Hey everyone, I’m Chris! I’m Canadian-born, California-raised, and currently a sophomore at UC Santa Barbara studying communication and technology management. I’m thrilled to be spending a semester in Beijing, the city that my mother grew up in, a city full of surprises.
Talk to the Chris of a few years ago, and studying/living/traveling in China would not even be something he’d really consider. So how did I end up here, spending my days eating jiaozi, memorizing Chinese characters and traveling throughout this diverse and enormous country?

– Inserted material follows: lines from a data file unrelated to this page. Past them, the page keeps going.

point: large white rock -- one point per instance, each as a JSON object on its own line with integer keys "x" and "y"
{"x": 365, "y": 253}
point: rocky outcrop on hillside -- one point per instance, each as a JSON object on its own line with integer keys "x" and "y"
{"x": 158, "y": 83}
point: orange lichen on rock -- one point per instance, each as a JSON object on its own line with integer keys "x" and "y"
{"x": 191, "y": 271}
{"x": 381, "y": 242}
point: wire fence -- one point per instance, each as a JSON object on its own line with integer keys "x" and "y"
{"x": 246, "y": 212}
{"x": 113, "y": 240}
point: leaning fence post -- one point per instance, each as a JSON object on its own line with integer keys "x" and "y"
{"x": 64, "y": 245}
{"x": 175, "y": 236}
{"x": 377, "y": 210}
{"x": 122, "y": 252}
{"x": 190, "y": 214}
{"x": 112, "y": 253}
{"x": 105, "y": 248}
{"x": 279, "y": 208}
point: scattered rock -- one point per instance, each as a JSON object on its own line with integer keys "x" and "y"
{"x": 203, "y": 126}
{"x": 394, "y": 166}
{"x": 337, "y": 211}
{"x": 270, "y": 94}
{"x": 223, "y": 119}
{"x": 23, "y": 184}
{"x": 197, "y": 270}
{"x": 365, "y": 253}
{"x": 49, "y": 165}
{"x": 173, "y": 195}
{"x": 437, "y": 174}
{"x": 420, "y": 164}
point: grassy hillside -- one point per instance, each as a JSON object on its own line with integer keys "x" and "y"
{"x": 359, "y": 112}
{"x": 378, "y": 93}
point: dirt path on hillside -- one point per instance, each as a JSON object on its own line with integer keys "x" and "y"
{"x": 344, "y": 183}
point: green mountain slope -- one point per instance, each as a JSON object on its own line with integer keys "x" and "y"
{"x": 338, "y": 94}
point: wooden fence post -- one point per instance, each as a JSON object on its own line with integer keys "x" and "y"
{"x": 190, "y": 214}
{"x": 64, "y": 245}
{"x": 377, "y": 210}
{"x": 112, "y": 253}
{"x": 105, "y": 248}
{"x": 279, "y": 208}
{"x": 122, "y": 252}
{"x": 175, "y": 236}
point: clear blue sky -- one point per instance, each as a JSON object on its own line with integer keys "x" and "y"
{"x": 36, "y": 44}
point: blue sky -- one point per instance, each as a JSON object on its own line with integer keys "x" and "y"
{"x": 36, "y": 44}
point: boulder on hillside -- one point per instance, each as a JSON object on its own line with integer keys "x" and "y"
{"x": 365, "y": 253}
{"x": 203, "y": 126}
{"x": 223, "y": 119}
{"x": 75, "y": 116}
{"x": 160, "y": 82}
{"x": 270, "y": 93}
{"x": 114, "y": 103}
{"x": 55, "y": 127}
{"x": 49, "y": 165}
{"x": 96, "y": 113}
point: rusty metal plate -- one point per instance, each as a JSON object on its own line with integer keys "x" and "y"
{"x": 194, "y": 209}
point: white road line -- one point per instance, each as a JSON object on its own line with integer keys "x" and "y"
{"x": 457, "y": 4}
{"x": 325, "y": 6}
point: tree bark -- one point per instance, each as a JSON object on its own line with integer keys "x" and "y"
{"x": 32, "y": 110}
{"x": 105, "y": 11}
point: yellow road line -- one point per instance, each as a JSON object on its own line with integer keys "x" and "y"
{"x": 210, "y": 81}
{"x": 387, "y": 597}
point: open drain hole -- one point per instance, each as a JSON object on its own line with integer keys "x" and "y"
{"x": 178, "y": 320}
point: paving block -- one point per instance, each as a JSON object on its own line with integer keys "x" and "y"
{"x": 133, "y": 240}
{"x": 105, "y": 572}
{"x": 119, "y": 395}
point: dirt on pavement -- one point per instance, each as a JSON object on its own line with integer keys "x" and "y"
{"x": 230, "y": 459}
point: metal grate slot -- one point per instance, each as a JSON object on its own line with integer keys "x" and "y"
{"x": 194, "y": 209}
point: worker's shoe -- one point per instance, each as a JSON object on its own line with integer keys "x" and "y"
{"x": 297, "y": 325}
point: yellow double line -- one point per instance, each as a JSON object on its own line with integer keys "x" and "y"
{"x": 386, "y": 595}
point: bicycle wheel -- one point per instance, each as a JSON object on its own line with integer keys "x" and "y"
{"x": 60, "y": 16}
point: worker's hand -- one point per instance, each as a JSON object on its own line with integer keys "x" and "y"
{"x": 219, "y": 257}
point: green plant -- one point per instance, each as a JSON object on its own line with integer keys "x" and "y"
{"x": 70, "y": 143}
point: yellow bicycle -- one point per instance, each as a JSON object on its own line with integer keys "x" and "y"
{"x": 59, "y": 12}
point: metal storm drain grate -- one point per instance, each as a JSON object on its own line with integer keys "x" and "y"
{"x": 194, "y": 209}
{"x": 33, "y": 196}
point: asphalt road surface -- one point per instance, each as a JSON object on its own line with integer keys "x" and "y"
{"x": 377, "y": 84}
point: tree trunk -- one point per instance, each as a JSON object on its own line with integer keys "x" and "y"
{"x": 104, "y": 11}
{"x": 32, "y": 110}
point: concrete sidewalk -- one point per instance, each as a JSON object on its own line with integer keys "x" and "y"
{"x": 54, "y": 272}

Last year, in an Asian literature class at university, I stumbled across a quote by Chinese scholar Dong Qichang: “Walk 10,000 miles, read 10,000 books.” It pushed forth the possibility to pursue experiences, to go beyond just book-learning—to take the unknown and live it first-hand.
While I’ve always loved to read about China and its enduring history, culture and people, it wasn’t until recently that I understood that making the leap to live and travel in China would be my best chance to quench my curiosity for the country. So in January, I finally made the decision to pack my bags—weighed down with Chinese history books and travel guides—and boarded a plane to Beijing.
While in China, I hope to expand my knowledge of a history and culture so drastically different from my own. I aim to explore the power of conversation with people I meet along the way. After all, through traveling and studying in three continents, I’ve come to learn that conversations with people both at home and across an ocean can bring about huge changes in perspective.
On another note, I firmly believe that fostering people-to-people relations will continue to play an important part in the U.S.-China relationship. I also believe shattering prejudices and biases will truly reshape our understanding of one another and pave the way for meaningful dialogue.
That said, I’m extremely thrilled to work with Project Pengyou to help push forward the U.S.-China relationship beginning with the individuals that have made the leap to bridge the cultural divide. I look forward to all the challenges, discoveries, and the endless jiaozi that the next few months in China will bring.